In February 1997, prominent lawyer Johnnie Cochran served as "principal for a day" at the school.

==Facilities==
Today's Grand Street Campus, opened in 1981, is located at Grand Street and Bushwick Avenue in East Williamsburg, with direct access to the train of the BMT Canarsie Line. The suburban-style campus was constructed on former commercial and industrial land, at a cost of $46 million. The four-story school building with a 4,000 student capacity features two cafeterias, six gymnasiums, nine computer labs, and several Industrial arts rooms including auto and woodshop.
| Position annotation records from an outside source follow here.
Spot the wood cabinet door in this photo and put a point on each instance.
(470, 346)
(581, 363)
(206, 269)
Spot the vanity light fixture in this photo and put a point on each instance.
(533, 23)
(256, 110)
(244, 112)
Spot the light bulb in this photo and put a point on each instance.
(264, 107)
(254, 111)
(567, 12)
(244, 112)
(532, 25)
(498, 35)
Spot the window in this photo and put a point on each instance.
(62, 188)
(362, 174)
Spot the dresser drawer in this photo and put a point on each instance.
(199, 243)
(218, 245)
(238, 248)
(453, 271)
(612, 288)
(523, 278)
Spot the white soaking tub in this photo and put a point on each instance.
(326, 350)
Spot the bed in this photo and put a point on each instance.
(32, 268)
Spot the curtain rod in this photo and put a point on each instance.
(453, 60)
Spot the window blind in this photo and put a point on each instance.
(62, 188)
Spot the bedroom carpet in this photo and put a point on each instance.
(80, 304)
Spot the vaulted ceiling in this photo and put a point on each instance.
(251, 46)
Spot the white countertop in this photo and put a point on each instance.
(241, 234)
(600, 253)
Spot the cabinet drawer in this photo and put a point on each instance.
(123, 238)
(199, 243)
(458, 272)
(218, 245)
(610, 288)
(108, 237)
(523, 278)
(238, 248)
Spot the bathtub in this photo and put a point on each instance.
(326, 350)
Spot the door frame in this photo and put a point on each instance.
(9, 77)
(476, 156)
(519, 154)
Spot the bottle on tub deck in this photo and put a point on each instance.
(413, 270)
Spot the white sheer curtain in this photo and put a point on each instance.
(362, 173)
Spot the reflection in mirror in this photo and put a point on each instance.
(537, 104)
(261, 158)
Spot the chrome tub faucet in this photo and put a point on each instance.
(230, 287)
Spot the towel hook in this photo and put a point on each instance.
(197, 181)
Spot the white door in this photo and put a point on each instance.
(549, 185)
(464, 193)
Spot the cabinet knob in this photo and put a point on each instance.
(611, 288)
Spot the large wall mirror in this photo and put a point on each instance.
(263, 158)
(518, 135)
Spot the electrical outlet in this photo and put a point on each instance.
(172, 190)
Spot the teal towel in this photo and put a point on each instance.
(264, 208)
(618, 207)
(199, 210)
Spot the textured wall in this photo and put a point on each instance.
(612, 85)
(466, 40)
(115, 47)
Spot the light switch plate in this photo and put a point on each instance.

At the southern end of the three-block long campus is the athletic facility, featuring multiple tennis and handball courts, and a large multi-purpose field circumscribed by a running track, featuring dirt cutouts or sliding pits and a pitching mound for baseball. Initially the field was constructed of AstroTurf, and unusable until repairs were made. The field was renovated in 2003 under the city's Take the Field initiative, replacing the AstroTurf with modern artificial turf, and adding cutouts and a mound for softball as well as a field house.

To update the medical care of Grand Street Campus' students, the Campus has a partnership with nearby Woodhull Hospital for an on-campus clinic.

==In popular culture==
In Betty Smith's 1943 book A Tree Grows in Brooklyn, one of the principal characters, Cornelius "Neeley" Nolan, attends Eastern District High.

==Notable alumni==

===Eastern District High School===
- Charles Abrams, urbanist and housing expert, founder of the New York City Housing Authority
- Red Auerbach, basketball guard, NBA coach and general manager, Hall of Fame
- Gertrude Blanch, mathematician
- Mark Breland, World Champion Boxer
- Mel Brooks, actor, writer, director
- Henry Foner FLM union activist
- Jack D. Foner, historian
- Moe Foner, 1199 Union activist
- Philip S. Foner, American Marxist labor historian and teacher
- Daniel Fuchs, novelist and Academy Award-winning screenwriter.
- Lena Gurr (1897–1992), artist
- Harry Halpern, East Midwood Jewish Center rabbi
- Petri Hawkins-Byrd, television personality
- Vic Hershkowitz, American handball player, New York City Firefighter
- Homicide, wrestler
- Stan Isaacs, sportswriter
- Williams Jerez, baseball player
- Marvin Kaplan (1927–2016), actor
- Solly Krieger (1909– 1964), middleweight champion boxer
- Edward S. Lentol, lawyer and politician
- Arthur Levitt, Sr., lawyer and politician, father of former SEC chairman Arthur Levitt, Jr.
- Gene Malin, actor
- Barry Manilow, singer, composer
- George Vincent McLaughlin, banker, public official, New York City Police Commissioner
- Memphis Bleek, rapper
- Henry Miller, writer
- Joseph Papp, theater producer and founder of the Public Theater
- Michael E. Reiburn (1893–1982), graduate class of 1911, New York assemblyman and state senator, disbarred lawyer convicted of fraud and theft
- Frank Rodriguez, major league baseball player
- Angela Carlozzi Rossi (1901-1977), social worker
- Nathan D. Shapiro, lawyer and New York State assemblyman
- Mark Warnow, violinist and orchestral composer

===Grand Street Campus===
- Dellin Betances (PROGRESS High School), All Star pitcher for the New York Yankees
- José Cuas, pitcher for the Kansas City Royals.
- Olakunle Fatukasi, linebacker for the Rutgers Scarlet Knights
- Williams Jerez, pitcher for the Los Angeles Angels

== Notable faculty ==
===Eastern District High School===
- Herb Bernstein, musical composer and record producer, physical education teacher and basketball coach
- Saul Rogovin, former major league pitcher, 1951 AL ERA leader, English teacher for eight years until 1990.
- Eulalie Spence, a Harlem Renaissance playwright, taught English, Drama, and elocution at Eastern District High School from 1927 to 1938; mentor to Joseph Papp.

===Grand Street Campus===
- Rebecca Pawel (EBT High School), novelist and winner of the 2004 Edgar Award for "Best First Novel", teaches English and occasionally Spanish.